Sunday, October 26, 2014

"The Silenced Dialogue", Delpit Revisited

In the hunt for five quotes to pull from Lisa Delpit's extraordinary piece, I could find none more suiting than her five rules and codes of power that she lists clearly on page 24 of her article. The first quote being: "Issues of power are enacted in classrooms." This is something I certainly agree with, as in my service learning I have witnessed such powers be exposed whilst in the classroom setting. Most prominently, you are able to see the power the teacher demonstrates over the students. This power is something that appears to be contested more and more as students rise from elementary school, to middle to high, however the fact remains that while in the classroom, the teacher is indeed the one with the power. Think about it, they preside and instruct a class of sometimes 15-20+ students at any given time, and expect that when students come into school in September, they come with this knowledge that they are expected to obey, and file into this basic rule and code of power prevalent in the school system.

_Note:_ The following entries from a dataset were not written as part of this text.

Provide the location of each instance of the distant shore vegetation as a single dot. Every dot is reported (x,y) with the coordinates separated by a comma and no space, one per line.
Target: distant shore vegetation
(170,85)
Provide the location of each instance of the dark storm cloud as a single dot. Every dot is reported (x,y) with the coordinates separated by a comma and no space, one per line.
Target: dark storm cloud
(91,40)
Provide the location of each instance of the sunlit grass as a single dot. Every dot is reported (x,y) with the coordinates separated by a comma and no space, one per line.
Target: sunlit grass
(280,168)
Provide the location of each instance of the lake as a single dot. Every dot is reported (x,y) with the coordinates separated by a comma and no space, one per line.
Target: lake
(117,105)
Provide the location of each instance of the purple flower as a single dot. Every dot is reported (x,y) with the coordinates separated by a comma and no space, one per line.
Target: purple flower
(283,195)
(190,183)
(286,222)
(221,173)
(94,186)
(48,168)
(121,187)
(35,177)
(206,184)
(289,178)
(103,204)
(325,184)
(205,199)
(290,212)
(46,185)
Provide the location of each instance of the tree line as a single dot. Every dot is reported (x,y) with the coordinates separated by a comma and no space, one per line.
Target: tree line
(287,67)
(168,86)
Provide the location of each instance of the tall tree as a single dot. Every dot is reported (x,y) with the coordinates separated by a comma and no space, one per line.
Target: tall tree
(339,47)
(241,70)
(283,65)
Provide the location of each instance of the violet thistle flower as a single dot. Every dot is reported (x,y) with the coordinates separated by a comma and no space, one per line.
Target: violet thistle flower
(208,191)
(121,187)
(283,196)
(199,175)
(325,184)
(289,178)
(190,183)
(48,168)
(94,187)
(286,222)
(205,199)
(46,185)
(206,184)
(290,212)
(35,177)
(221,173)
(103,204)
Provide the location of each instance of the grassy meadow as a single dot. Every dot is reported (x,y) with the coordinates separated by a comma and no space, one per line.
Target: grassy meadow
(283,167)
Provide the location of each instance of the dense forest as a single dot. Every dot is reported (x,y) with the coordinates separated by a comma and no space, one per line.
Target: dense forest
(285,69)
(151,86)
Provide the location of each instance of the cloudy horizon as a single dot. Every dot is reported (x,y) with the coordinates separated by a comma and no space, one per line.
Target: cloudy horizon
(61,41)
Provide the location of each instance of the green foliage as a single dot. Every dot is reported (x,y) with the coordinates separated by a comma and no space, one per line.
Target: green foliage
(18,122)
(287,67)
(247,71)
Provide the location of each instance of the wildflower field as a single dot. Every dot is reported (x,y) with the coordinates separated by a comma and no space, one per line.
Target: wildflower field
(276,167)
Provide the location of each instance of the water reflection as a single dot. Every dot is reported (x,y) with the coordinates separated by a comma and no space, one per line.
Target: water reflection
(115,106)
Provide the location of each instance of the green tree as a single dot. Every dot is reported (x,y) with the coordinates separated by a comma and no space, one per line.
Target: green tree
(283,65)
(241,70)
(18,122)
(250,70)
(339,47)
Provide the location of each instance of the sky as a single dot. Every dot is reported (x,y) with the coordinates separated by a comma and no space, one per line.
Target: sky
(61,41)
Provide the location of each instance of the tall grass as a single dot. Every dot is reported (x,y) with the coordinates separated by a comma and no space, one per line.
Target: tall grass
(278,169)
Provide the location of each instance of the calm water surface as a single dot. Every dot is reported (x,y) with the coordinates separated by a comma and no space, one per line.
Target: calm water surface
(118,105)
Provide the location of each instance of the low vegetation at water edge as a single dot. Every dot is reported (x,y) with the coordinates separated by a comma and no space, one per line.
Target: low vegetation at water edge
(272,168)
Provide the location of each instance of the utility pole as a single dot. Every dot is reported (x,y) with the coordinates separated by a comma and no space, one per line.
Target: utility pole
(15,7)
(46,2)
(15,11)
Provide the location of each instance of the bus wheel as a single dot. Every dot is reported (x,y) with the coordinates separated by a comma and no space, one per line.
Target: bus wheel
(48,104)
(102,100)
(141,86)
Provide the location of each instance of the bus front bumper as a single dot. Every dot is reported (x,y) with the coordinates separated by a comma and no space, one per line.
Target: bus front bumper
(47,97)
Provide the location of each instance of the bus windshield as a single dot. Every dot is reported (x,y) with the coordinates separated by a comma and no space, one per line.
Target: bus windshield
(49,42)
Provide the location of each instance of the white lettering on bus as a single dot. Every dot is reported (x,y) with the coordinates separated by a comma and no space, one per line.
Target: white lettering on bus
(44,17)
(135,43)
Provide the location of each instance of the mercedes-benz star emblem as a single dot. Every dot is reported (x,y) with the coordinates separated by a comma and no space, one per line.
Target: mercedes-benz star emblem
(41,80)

     The second quote from Delpit is: "There are codes or rules for participating in power; that is, there is a 'culture of power'". Delpit's reference to to this culture of power is referring again to the people who are in these positions of power, be that politicians, police officers, or even teachers. In order for these individuals to contain and remain in this culture of power, they need to abide by certain codes or rules that allow them to be in it in the first place, more specifically, ways of communication. The way we communicate is our portal into the mind of another human. We probe for answers, opinions, guidance and more from other beings, and these codes of power include being articulate and precise with what we say and how we say it, and the same principle again can be applied on a personal note to my service learning experience thus far. Being in an elementary school, the presence of a teacher is always massive in the classroom, halls, cafeteria and office, and the way they communicate their rules and rituals to the students are always clear and precise, so that potentially one day, a select few of those students may be admitted to this culture of power that Delpit so often seems to refer to.
    Delpit's third 'rule' states: "The rules of the culture of power are a reflection of the rules of the culture of those who have power." This is the rule where Delpit and I tend to disagree. This rule suggests that the children with a middle-to-upper class upbringing will naturally do better in school, as opposed to students who are in a lower class upbringing, because the culture of power is designed for people only in that middle-to-upper class category. I disagree, and in fact believe that the culture of power is slowly shifting more and more into the lower classes favor. We look at ethnically diverse schools across the country, and see the percentage of each race in the school, how many students qualify for free or reduced lunch, and how they may perform learning-wise. Remarkably, in my own personal service learning experiences, the students I have worked with and met have confided that they aren't wealthy by any means, yet their grades show that they are doing remarkably well, some even doing better than kids with that middle class upbringing. While students in that middle class upbringing may be given more of the tools to use to be successful in school, it does not necessarily mean they use them. How does that old phrase go again? "You can lead a horse to water."
     The fourth rule states: "If you are not already a participant in the culture of power, being told explicitly the rules of that culture makes acquiring power easier." This easily ties into schooling, in the sense that when children are told something directly and with confidence, they will abide by it. For example, if  eight-year old Sally is misbehaving in class, and Mrs. Johnson says: "Sally, can you please try to focus on what we are doing instead of making a mess on your desk?" It does not seem effective, especially to a student at such a young age. Sally will continue making a mess on her desk, and Mrs. Johnson will begin developing a migraine. However, if Mrs. Johnson had said: "Sally, clean that mess up and pay attention to what we are doing, otherwise you are going for a time out." Sally immediately cleans her mess and pays attention. Why was the second method more effective? The ability to communicate directly and clearly with the student shows authority, and allows for structure to build.
     Finally, the last rule states: "Those with power are frequently less aware of--or least willing to acknowledge--it's existence. Those with less power are often more aware of it's existence." Once again to apply this to a classroom setting, the teacher rarely will say: "listen to me because I am the powerful one in this room." MOST OF THE TIME, you will hear the STUDENT say: "you have to listen to her, she's the teacher!" They have recognized that there is a certain standard of power that has been established, and that they are the ones without power. This rule has always been remarkable to me since I first read Delpit, because it was never something I truly thought about. When I led my high school band as a Drum Major for two years, I never thought of myself in a position of power, but simply acted in my position of power. I am sure President Obama doesn't go to bed each night (well at least most nights) saying how he is the most powerful man in the world, he simply just goes and attempts to do the job he's elected to do.